The short answer is: Yes. Acai’s rich, purple hue is a sign that it contains anthocyanins, antioxidant compounds that may help protect against various diseases.
“What’s interesting about antioxidants is that not only do they help prevent free radical damage from pollution and other everyday stressors, they can also prevent free radicals from doing damage to DNA, which is what leads to cancer and causes aging,” says Emmaline Rasmussen, RDN, a registered dietitian nutritionist in Chicago.
Acai alone won’t prevent health problems—it’s only one fruit—but it can be part of a diet that keeps your cells healthy.
Potential health benefits of acai berries
Protects against heart disease and diabetes
Anthocyanins are antioxidant compounds responsible for the red, purple, and blue pigments in fruits and veggies like berries, currants, red cabbage, and grapes. Research, including a review of studies published in 2017 in Food & Nutrition Research, suggests these antioxidants may help prevent cardiovascular disease, diabetes, and cancer.
The plant compounds in acai have also been shown to improve the production of nitric oxide, a molecule that helps blood vessels dilate and improve circulation, according to a study published in 2016 in Journal of Cardiovascular Pharmacology.
May help weight loss
While acai can fit into a weight loss plan, there is no research to substantiate claims that acai alone promotes rapid weight loss, according to the NCCIH. In fact, the Federal Trade Commission has flagged many acai supplements for deceptive marketing. Be wary of any supplement or powder making weight-loss claims.
On the upside, acai contains zero grams of sugar, which is remarkable for a fruit, says Rasmussen. That means that if you’re on a low-carb diet, acai is a good way to include fruit in your diet. To sweeten things up, add a sugar-free sweetener, like monk fruit or stevia, says Rasmussen. (Try these natural sweeteners and sugar substitutes.)
Even if you’re on a keto diet, you can still fit acai into your meal plan, as it contains just one gram of net carbs, which allows you to get in much-needed fiber. (To figure out net carbs subtract the grams of fiber from the total carbs.)

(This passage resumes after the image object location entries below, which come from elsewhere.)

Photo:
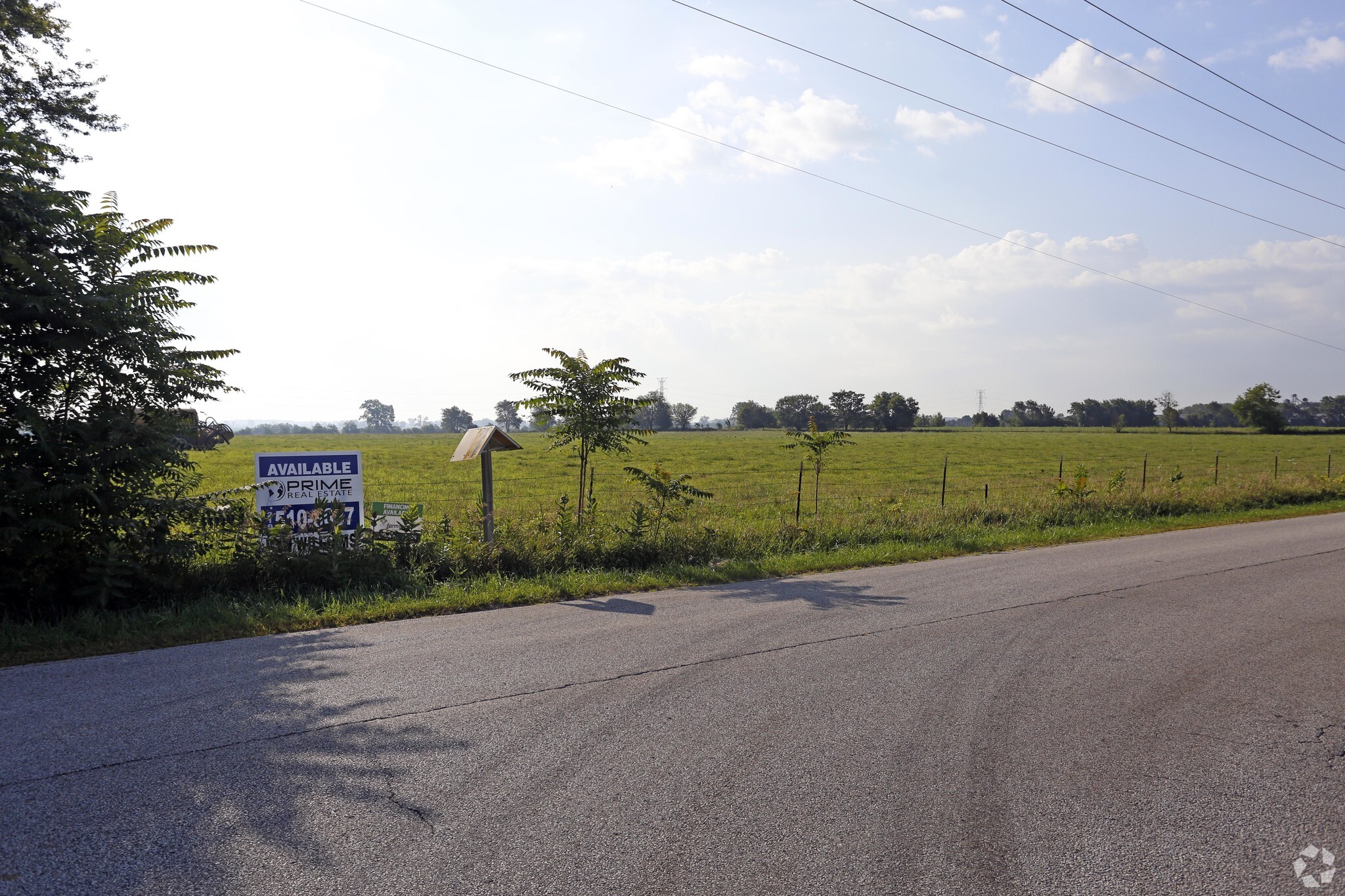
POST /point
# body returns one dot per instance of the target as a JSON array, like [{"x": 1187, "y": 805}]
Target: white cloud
[
  {"x": 994, "y": 45},
  {"x": 730, "y": 68},
  {"x": 661, "y": 154},
  {"x": 1082, "y": 72},
  {"x": 939, "y": 14},
  {"x": 1314, "y": 54},
  {"x": 814, "y": 129},
  {"x": 920, "y": 124}
]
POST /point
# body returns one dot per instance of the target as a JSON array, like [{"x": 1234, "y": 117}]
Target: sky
[{"x": 400, "y": 223}]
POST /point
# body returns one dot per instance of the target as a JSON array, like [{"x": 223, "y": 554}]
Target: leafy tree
[
  {"x": 751, "y": 416},
  {"x": 1259, "y": 409},
  {"x": 1210, "y": 414},
  {"x": 667, "y": 494},
  {"x": 817, "y": 444},
  {"x": 985, "y": 418},
  {"x": 506, "y": 416},
  {"x": 95, "y": 479},
  {"x": 1332, "y": 410},
  {"x": 455, "y": 419},
  {"x": 793, "y": 412},
  {"x": 893, "y": 412},
  {"x": 655, "y": 416},
  {"x": 1300, "y": 412},
  {"x": 1170, "y": 416},
  {"x": 1033, "y": 414},
  {"x": 378, "y": 417},
  {"x": 850, "y": 410},
  {"x": 1088, "y": 413},
  {"x": 684, "y": 414},
  {"x": 585, "y": 400},
  {"x": 1094, "y": 413}
]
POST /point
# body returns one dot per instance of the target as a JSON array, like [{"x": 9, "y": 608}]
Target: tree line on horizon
[{"x": 1264, "y": 408}]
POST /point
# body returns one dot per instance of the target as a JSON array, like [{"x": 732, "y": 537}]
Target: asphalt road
[{"x": 1151, "y": 715}]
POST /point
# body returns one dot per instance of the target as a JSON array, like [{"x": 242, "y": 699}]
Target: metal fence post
[
  {"x": 798, "y": 498},
  {"x": 489, "y": 498}
]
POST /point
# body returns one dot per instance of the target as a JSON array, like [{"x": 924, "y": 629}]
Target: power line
[
  {"x": 1110, "y": 114},
  {"x": 1157, "y": 79},
  {"x": 1214, "y": 73},
  {"x": 1011, "y": 128},
  {"x": 822, "y": 178}
]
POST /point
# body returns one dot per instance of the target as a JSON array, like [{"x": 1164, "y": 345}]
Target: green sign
[{"x": 387, "y": 517}]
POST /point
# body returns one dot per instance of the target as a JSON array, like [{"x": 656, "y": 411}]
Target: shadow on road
[
  {"x": 198, "y": 816},
  {"x": 818, "y": 593},
  {"x": 612, "y": 605}
]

One warning: Due to its lack of natural sweetness acai products can contain added sugar or are blended with fruit juices. For instance, Sambazon’s “Original” acai blend provides just 100 calories, but it also has 12 grams of added sugars (equal to three teaspoons).
Likewise, acai bowls are often loaded with higher calorie and sweet toppings like honey or granola. A fully loaded bowl could reach upwards of 800 or 900 calories, Rasmussen notes.
May support brain health
Need a brainpower pick-me-up? Start eating acai. “The antioxidants in acai counteract the damaging effects of inflammation and oxidation in brain cells, which can negatively affect memory and learning,” Dr. Naidoo says. (These are the worst foods for your brain.)
Risks of eating acai berries
Frozen, blended acai are safe to eat, says the NCCIH. However, if you are scheduled to get an MRI or are pregnant or nursing, talk to your doctor about whether acai is appropriate for you.
If you are planning on taking acai supplements, choose a reputable, high-quality brand. And discuss potential drug interactions with your doctor and whether a supplement is the best way to achieve your health goals.
Great ways to eat acai and quick recipes to try
Here are some delicious ways to eat acai:
- Add acai powder to baked goods, Dr. Naidoo suggests.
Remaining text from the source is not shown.